If possible, I’d like to have more, since this classic full-sized eggplant is not exactly generous with her fruits, and they take a super long time to ripen.  But, oh, the taste of truly ripe eggplant!  It made me realize I’d hardly ever seen a ripe one in the grocery store.

And here’s a detail you might not pick up on in the photo:  all of the surrounding surfaces are downy soft.  See how fuzzy the stem looks?  That’s because it feels a bit like lambs’ ears.  Lambs’ ears were my introduction to texture in the garden.  I can still recall with piercing clarity the first time I felt them, over 20 years ago.  I’d made friends with a wonderful plant expert at my local nursery, and she laughed with delight at the wonder etched on my face.

Plants are meant to be touched.  Some of them enjoy being caressed just as much as our kitties do.

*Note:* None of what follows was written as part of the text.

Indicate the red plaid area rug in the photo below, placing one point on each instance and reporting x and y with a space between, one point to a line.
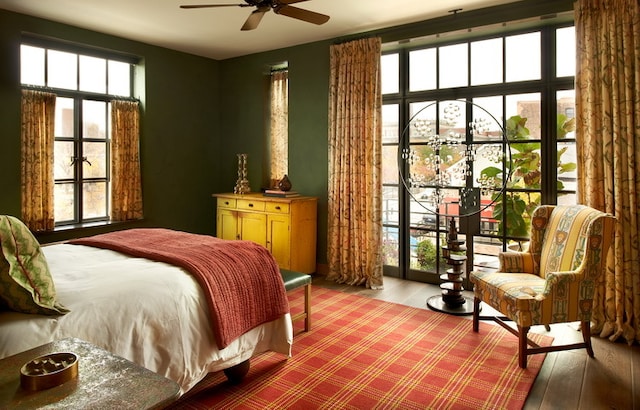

If I were a bumblebee, I don’t think I could resist that luminescent lavender, that velvety landing pad, those stamens (or pistils?) fat with pollen.  What a seduction scene this plant has set!  The sad part is, I know that even if this flower does get fertilized, the resultant eggplant likely will not reach maturity before first frost.  I am not yet so sure of this that I am removing the blossoms, but we are nearing that moment in the season when I’ll want to discourage the plant from putting any extra energy into producing more lovely blooms, so that she’ll focus on ripening the eggplants already in progress.

How will I ever get up the resolve to rip that loveliness from the plant?  It seems impossibly cold-hearted.  Perhaps I’ll just leave them be for the bees’ sake….

This photo will be my response to Violet in Capturing Beauty‘s R-O-Y-G-B-I-V challenge.  A very pale violet, perhaps, but it still seems to fall within the range.